【岩政大樹】勝つことで見えたものと見えなくなるもの。パラグアイ戦はワールドカップとは全くの別物だ

2018年06月13日 岩政大樹

パラグアイはミドルパスをことごとくミスしていた

日本の守備が機能したのは、パラグアイのパスミスに助けられた部分もあった。写真:滝川敏之(サッカーダイジェスト写真部)
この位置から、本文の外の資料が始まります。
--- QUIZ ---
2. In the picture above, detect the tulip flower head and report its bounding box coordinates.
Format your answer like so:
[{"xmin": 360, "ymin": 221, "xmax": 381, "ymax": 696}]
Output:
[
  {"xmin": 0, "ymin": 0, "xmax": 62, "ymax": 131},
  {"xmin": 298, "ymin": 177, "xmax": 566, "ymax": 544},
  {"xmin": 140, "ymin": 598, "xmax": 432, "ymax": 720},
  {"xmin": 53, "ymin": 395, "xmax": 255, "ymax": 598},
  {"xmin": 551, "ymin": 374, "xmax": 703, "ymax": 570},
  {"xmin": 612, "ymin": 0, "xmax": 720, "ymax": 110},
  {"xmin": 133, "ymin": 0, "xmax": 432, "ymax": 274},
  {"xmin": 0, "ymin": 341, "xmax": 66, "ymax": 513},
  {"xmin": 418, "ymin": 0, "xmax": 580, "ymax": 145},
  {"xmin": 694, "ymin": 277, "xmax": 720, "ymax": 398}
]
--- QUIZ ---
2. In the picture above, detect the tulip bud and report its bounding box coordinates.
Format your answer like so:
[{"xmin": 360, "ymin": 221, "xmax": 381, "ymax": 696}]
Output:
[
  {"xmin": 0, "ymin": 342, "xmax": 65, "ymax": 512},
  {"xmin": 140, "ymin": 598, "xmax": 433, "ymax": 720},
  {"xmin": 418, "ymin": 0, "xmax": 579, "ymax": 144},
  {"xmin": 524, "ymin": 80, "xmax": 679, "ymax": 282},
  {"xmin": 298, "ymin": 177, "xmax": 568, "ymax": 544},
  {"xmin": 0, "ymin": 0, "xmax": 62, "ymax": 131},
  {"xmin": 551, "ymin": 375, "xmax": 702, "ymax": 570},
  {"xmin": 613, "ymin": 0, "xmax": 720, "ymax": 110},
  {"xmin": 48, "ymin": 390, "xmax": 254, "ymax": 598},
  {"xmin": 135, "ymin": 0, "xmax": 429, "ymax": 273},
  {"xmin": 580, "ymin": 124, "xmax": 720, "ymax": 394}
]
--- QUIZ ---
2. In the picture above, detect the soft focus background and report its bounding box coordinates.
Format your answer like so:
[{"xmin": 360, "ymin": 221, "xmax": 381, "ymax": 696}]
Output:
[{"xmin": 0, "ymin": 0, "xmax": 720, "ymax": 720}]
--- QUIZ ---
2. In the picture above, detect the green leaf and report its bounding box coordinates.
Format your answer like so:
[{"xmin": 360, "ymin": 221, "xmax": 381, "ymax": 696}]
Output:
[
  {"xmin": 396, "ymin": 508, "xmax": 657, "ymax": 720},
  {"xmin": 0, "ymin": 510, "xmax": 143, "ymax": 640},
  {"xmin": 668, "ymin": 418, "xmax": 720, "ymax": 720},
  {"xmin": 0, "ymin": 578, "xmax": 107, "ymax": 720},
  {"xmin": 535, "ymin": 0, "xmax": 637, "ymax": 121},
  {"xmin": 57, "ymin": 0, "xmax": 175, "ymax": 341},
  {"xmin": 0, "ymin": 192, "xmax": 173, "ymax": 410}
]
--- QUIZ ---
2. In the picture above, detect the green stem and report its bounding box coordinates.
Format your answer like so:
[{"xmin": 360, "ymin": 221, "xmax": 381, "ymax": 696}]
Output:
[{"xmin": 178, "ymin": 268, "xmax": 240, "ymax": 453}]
 パラグアイとのワールドカップ前最後の強化試合に勝利し、チームは手応えを得たのでしょう。選手たちの表情が一変したところを見ると、この日の戦いをベースとしてコロンビアとの試合に挑むこととなりそうです。
 
 スタメンを見た時に気になったのは2点。まず、酒井宏樹選手のコンディションです。パラグアイ戦でも後半からの出場となり、この3試合で一度もスタメンでプレーしていないことになります。怪我がまだ完全に癒えていないのが原因だと思われますが、一度も90分間プレーをしていない状況でコロンビア戦に起用するのでしょうか。ワールドカップでは交代は3人しか使えません。ディフェンスラインに交代枠を使いたくないのは明白で、西野監督はどう決断するでしょうか。
 
 もう1点は、ボランチの立ち位置です。柴崎選手が右、山口選手が左でプレーしていました。これが、この試合での他の選手との兼ね合いなのか、ワールドカップを想定したものなのかは分かりません。ただ、これまでパスの配給役としてプレーしていた大島選手は左でプレーしていました。これは想像でしかありませんが、もしかしたらボランチの組み合わせは長谷部選手と大島選手である程度決めていて、そこから勝っていれば大島選手を山口選手に、負けていれば長谷部選手を柴崎選手に変えるプランを描いているのかもしれません。
 
 パラグアイはロシア・ワールドカップ出場を逃していることから、若い選手たちで臨んできました。グラウンド状態が悪かったのもあったと思いますが、ミスが散見され、チームとしても個人としても成熟しているとは決して言えない相手でした。試合の中で、少し立ち位置をずらしたりする工夫こそ見られましたが、精度が伴わず、日本の選手たちが困るような場面は少なかったと思います。
 
 そのため日本は、最初は中盤にブロックを敷き、コンパクトな状況を作ってからプレスに行く狙いで試合に入ったと思われますが、徐々に高めからアプローチを仕掛けていくようになりました。香川選手と岡崎選手は背中でパスコースを切りながら、機を見て相手センターバックにプレスに行く仕事をうまくこなしていましたし、乾選手も徐々に高い位置を取り始めた相手のサイドバックに吊られるのではなく、間を取りながら高めに残って守備をできていました。

 それによって、日本のディフェンスライン前では数的不利な状況になる場面もありましたが、そこに送られるパラグアイのミドルパスがことごとくミスとなったため、この日はこれで良かったと思います。